How ugly he is, thought Jacob. What a piglike face he has.
“What do you mean?”
“For deutschmarks.”
“You tell such stories, ” Annie said, looking up and staring at Kaspar fixedly, as if she were making an effort not to glance at Jacob.
“My friends worry,” Kaspar said. “They see it, they say. They are older.”
It’s just his tendency to exaggerate, Jacob said to himself. But it was difficult for him to contradict Kaspar without exposing himself. “That seems unlike the Czechs,” he risked.
“How unlike them?” Kaspar countered, happy for a debate. “Or rather, how is it more unlike them than unlike any other nation?”
“They’re so proud,” said Jacob.
“Yes, they are, it is true,” Kaspar conceded.
“There are women who sell themselves at the western border crossings,” Henry said. “To the truckers. No one is sure what to do about it. None of the dissidents wants to take a moral position on anything sexual.”
“Why not?” Jacob asked. He didn’t really want to hear any more, but he didn’t want to seem to have been thrown.
“I don’t think they’re comfortable with the idea, philosophically,” Henry answered. “They’re rather famous for respecting their marriage vows more in spirit than by the letter. Havel in particular.”
“You wouldn’t know it to look at him, would you,” Thom said. “With that little moustache.”
“It’s the use you put it to,” Henry answered cheerfully.
They insisted on washing all the dishes, pots, and pans before they left. Jacob thanked them until he felt silly doing it. Once in bed, he fell asleep after only a few paragraphs of Stendhal, and in the middle of the night, he woke to the sound of rain, an old habit, a legacy of childhood, pointless now that he no longer had a bicycle or a dog that he needed to be sure were inside and dry. He recognized, however, by the clarity with which he remembered the bicycle and dog and by the dryness of his sheets, that his nights of fever were finally behind him.
* * *
Although Jacob didn’t believe Kaspar’s rumor, he found the next day that he wanted to see T-Club again with his own eyes. The wish seemed to him a little ridiculous, like a miser’s compulsion to open his strongbox to reassure himself of his treasure.

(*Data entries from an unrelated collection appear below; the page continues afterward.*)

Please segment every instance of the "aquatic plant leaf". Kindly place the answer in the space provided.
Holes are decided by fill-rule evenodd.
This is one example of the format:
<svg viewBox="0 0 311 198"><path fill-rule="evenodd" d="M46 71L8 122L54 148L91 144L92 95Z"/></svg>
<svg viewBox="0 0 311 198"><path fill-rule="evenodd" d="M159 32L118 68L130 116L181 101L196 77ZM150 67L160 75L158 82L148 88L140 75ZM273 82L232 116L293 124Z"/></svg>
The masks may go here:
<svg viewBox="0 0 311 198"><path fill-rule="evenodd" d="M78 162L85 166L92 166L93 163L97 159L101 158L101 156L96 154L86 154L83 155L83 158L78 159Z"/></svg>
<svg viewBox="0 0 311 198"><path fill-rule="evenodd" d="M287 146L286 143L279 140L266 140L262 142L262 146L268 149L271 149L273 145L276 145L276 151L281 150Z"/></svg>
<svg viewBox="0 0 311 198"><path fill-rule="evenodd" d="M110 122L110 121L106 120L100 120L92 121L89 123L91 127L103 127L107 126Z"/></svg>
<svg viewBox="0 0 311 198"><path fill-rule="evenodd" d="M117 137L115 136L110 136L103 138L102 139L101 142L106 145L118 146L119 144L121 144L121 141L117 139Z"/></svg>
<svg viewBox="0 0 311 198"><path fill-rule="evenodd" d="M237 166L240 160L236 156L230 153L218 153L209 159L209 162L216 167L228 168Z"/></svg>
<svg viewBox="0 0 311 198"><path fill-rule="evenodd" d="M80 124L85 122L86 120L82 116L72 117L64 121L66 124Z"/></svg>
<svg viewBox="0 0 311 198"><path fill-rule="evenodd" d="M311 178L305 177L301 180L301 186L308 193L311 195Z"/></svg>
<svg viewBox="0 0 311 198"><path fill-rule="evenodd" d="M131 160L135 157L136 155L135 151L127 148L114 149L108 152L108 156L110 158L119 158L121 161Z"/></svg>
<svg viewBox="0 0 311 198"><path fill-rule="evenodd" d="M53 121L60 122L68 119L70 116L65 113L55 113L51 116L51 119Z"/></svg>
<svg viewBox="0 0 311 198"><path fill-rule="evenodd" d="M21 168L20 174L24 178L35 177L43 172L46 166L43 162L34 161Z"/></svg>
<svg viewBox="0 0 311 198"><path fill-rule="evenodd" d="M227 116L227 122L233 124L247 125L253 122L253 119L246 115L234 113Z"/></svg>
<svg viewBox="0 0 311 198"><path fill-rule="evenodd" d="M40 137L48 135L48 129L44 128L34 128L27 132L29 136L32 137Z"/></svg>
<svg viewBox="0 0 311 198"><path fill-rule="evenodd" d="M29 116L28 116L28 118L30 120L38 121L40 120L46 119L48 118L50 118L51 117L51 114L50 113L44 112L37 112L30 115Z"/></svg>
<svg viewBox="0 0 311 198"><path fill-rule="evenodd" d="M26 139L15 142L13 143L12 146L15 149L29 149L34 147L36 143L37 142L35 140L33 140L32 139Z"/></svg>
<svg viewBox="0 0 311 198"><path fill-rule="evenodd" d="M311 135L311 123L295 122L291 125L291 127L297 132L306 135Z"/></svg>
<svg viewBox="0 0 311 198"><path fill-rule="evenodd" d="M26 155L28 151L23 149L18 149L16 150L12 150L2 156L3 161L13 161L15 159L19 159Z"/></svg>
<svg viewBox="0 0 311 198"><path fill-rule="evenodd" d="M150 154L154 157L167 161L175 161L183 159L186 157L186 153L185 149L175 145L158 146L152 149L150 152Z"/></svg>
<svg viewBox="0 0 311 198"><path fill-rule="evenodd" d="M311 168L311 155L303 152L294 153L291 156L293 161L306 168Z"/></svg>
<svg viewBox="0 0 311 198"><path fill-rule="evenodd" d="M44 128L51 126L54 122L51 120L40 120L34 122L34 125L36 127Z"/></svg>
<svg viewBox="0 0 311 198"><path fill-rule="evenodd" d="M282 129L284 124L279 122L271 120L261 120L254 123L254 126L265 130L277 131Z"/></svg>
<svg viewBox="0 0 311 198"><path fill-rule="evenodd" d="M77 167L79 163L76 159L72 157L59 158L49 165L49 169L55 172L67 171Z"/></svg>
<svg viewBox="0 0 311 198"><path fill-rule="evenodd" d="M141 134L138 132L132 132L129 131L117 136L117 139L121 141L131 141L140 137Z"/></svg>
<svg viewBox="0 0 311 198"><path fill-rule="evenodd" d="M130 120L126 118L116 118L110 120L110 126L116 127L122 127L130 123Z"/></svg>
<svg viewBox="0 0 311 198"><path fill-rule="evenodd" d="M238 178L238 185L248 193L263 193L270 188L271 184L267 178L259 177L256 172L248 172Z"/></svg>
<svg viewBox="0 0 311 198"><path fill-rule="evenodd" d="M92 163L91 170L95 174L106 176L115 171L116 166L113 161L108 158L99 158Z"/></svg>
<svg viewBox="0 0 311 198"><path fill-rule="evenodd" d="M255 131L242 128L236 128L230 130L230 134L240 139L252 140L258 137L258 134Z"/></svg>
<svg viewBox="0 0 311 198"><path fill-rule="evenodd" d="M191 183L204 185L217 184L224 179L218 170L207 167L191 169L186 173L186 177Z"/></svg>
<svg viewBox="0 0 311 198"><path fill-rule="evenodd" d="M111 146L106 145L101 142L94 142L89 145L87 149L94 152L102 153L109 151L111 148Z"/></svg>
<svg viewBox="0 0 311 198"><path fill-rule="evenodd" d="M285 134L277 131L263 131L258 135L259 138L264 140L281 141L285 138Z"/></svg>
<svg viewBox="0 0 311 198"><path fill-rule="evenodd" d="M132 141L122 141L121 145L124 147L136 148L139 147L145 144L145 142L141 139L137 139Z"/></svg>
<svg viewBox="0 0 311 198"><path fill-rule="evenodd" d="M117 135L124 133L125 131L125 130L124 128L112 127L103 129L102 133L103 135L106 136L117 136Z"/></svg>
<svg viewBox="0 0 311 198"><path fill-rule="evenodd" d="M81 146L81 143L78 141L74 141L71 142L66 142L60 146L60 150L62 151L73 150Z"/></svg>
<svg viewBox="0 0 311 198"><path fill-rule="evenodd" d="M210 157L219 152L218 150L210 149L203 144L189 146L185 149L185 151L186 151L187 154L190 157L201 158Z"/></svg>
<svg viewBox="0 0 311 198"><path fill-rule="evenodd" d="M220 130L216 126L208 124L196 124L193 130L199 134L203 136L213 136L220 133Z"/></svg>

It was a Friday night. Ivan gave Jacob a half nod to signal that he had seen Jacob arrive, and it raised Jacob’s hopes. But then he seemed to put Jacob entirely out of mind. Since the improvement in Jacob’s Czech, Ivan no longer yelled at Jacob in German. He had adopted the simpler tactic of affecting not to hear him. Between the arrivals of more-favored guests, the doorman stood lost in thought, his arms folded over his belly, his ass resting against the half door of the wardrobe, oblivious to Jacob’s occasional questions and to the bar’s disco. His eyes were sunk deep out of sight, as if he had somehow retracted the living part of himself, like a hermit crab drawn into its shell. He didn’t pare his nails, comb his hair, or count his money; there was no sign that it cost him anything to keep Jacob waiting.
Jacob was too agitated to read. He tried to settle himself into a patience that matched the doorman’s but could only manage it for a few minutes at a time and always lapsed into watching Ivan for a sign. The black vertical bars of the entrance grille and the smooth, dark concrete of the floor made him think of a jail, and then the artificial vines made him think of a zoo. A cheap zoo. It was absurd to want so badly to get into such a place.